Another recent Ontario-based study of surgical billings compared fee codes of the 200 most common procedures performed by eight different surgical specialties. The study found no significant differences in the volume of codes billed or the time spent per procedure, meaning that differences in income did not relate to men working more efficiently or billing higher volumes. Rather, female surgeons tended to bill less lucrative codes, resulting in an overall 24% pay gap per hour of operating time.

That female surgeons performed different procedures is partly reflective of their disproportionate tendency to operate on female patients. One of the study authors noted prior to its publication that as a female general surgeon she had developed expertise with a certain low-paying rectal procedure performed primarily on women.

In the same article another general surgeon reflected on her large volume of referrals for breast issues, which tend to be poorly remunerated. This suggests that gendered differences in procedural pay are not exclusive to gynecology/urology, which follows logically since genitalia are not the only anatomy that differ between the binary genders.

The Weight of History

Medicine has historically not been a very woman-friendly enterprise.
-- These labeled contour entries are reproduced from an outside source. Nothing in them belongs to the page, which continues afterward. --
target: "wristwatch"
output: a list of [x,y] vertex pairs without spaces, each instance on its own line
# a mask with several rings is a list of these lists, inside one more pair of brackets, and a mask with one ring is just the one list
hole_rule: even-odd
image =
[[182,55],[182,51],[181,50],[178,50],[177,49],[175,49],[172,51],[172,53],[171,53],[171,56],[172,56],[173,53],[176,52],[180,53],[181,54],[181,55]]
Men have dominated in the profession until relatively recently, and many conditions and treatments were defined and studied using a default cis-male model.

One example of the problem this creates is the underdiagnosis of heart disease in women, in large part because their symptoms are viewed as “atypical.”

Major developments in medicine are often infused with misogyny and other bigotries — a disturbing example being the history of the speculum, a tool ubiquitous in modern medicine that was created by experimentation on enslaved Black women. Really, the simple fact that clitoral anatomy was not fully defined until the 21st century tells us everything we need to know about the importance of women’s health over most of medicine’s history.

How does this history still influence healthcare for women and non-binary people? The ongoing battle for reproductive justice is a clear indicator that patient autonomy is assigned lower value when the patient has a uterus.

Not only are people who can become pregnant still fighting for fair access to contraception and abortion, but the ugly practice of forced sterilization continues to happen in both Canada and the U.S. And in recent years, the rise of pseudoscience has pointed to the lingering impact of misogyny in healthcare, as it heavily targets women, who feel fed up and frustrated with medicine’s dismissive treatment of their problems.

Closing the gender pay gap in medicine is an issue of basic justice and is necessary for that reason alone. However, what research into pay inequities can reveal about funding is important as well. In healthcare, we fund what we value, so if we underpay the doctors who disproportionately care for women, that means we are underfunding — and therefore undervaluing — women’s health.

We need to study this phenomenon to better define how funding disparities impact women and non-binary people. This will mean more research into fee code disparities (particularly in Canada) and a continued call for more women in healthcare leadership, particularly in the rooms where funding and research decisions are made.

Michelle Cohen, MD, CCFP, is a family physician at the Lakeview Family Health Team and the Haliburton, Kawartha, Pine Ridge District Health Unit in Ontario. She holds a medical degree from the University of Toronto.